7- O jornal alemão Der Spiegel revelou ainda outra conspiração da CIA para raptar um cidadão de um país aliado por suspeitas de envolvimento em terrorismo (uma suspeita que anos de investigação das autoridades alemãs não conseguiram sustentar). Os Aliados não aceitam bem este tipo de coisas. Um juiz italiano, recentemente, condenou in absentia 23 operacionais da CIA por realizarem um rapto em Itália.
8- Foi revelado que o ex-ministro dos negócios estrangeiros britânico Jack Straw escreveu uma carta ao primeiro-ministro Tony Blair, em 2002, alertando-o de que uma guerra no Iraque seria ilegal, que muitos deputados trabalhistas se iriam opor, que Saddam não tinha ligação ao 11 de Setembro, nem à Al-Quaeda, que o Iraque muito provavelmente não teria quaisquer armas de destruição maciça com importância e que não havia garantia de que a condição dos iraquianos melhoraria em relação a 2002, no decorrer de uma tal guerra.
Esta carta mostra que Blair empenhou-se na guerra em Crawford, em Abril de 2002, ainda que mais tarde tenha afirmado repetidamente perante os seus colegas deputados que nenhuma decisão tinha sido tomada. A carta justifica o memorando de Downing Street de alguns meses mais tarde, no qual o líder dos Serviços de Informação britânicos se queixa que a decisão de ir à guerra já fora tomada e que os serviços estavam a ser determinados por decisões políticas.
Isto mostra também que o mantra da administração de Bush, que diz que todos os aliados dos EUA fizeram a mesma avaliação errada de Bush-Cheney, é simplesmente incorrecto. O Ministério dos Negócios Estrangeiros britânicos já o sabia.

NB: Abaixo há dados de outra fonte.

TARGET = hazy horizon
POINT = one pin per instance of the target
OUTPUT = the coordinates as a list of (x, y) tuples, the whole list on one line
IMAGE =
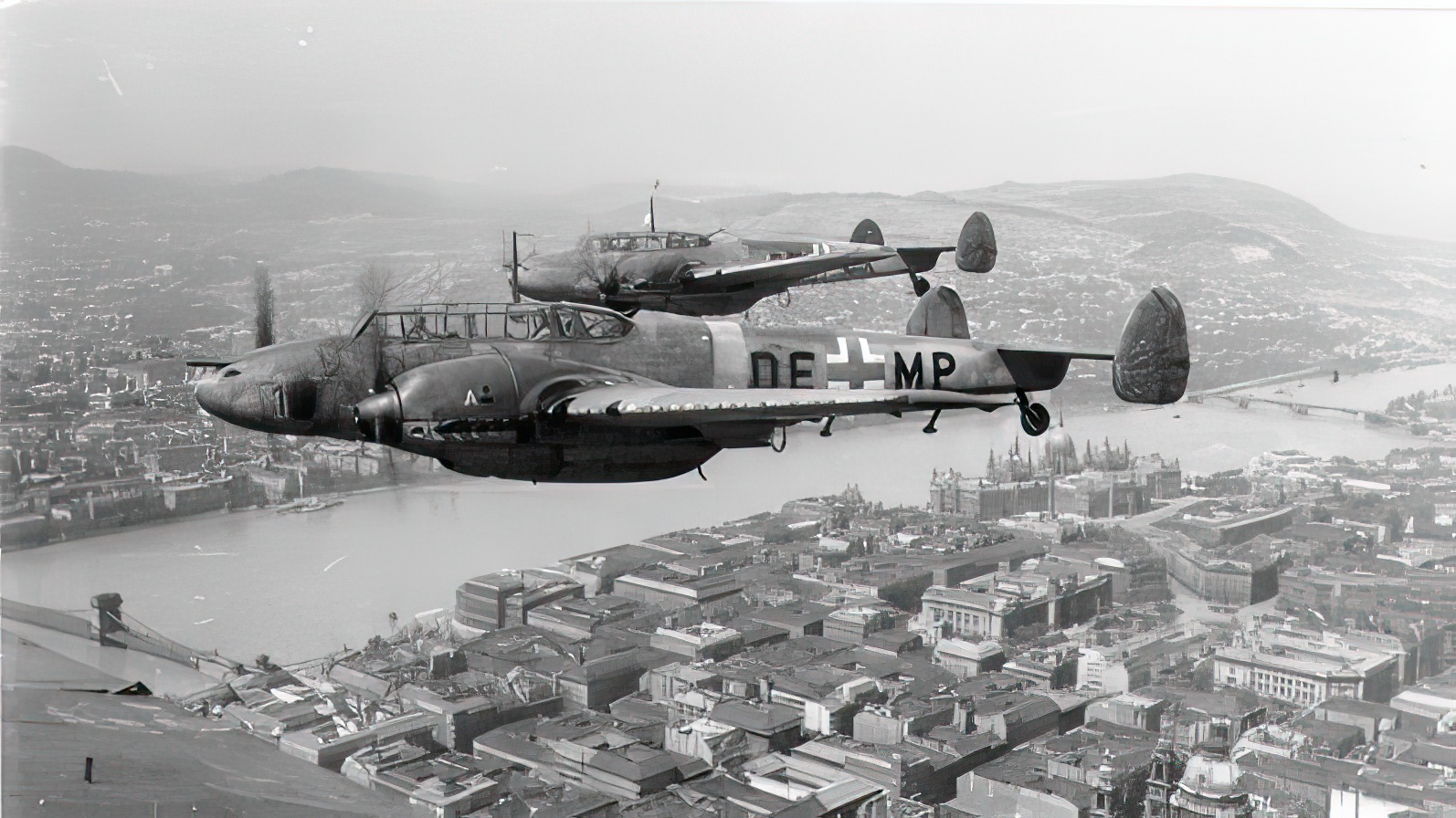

9- A administração Obama foi forçada por uma petição da União Americana pelas Liberdades Civis a fornecer os nomes dos prisioneiros detidos na Base aérea de Bagram, no Afeganistão. A administração Obama insiste que estes indivíduos não têm quaisquer direitos humanos, ainda que esteja previsto que alguns sejam julgados em tribunais militares. É difícil perceber porque é que Guatanamo é considerado mau e Bagram bom. Há alegações de tortura de reclusos, incluindo adolescentes. As instalações e os seus prisioneiros estão para ser entregues pelos EUA ao governo afegão ainda no final deste ano.
10- A reacção inicial da administração Obama ao bombista do voo Detroit foi desprevenida e incluiu proibir as crianças de carregarem os seus ursos de peluche no colo durante a última hora de voo, tal como novos ataques aéreos no Iémen e um envolvimento maior, sob o pressuposto de existirem 300 membros da Al-Quaeda nesse país rochoso, inacessível e organizado por tribos. A Al-Quaeda preparou armadilhas para os EUA caírem enquanto perseguem o seu pequeno e ágil inimigo e os EUA continuam a cair nelas.
A perspectiva da presença de tropas dos EUA no Iémen fez com que o seu Conselho de Clérigos ameaçasse com a evocação da Jihad ou o clamar pela “Guerra Santa” contra os EUA se qualquer tentativa de ocupação do país fosse feita. Os EUA tentaram refrear estas preocupações com a declaração firme de que não enviariam tropas, mas não antes de os iemenitas já estarem fartos da situação e do anti-americanismo ter aumentado.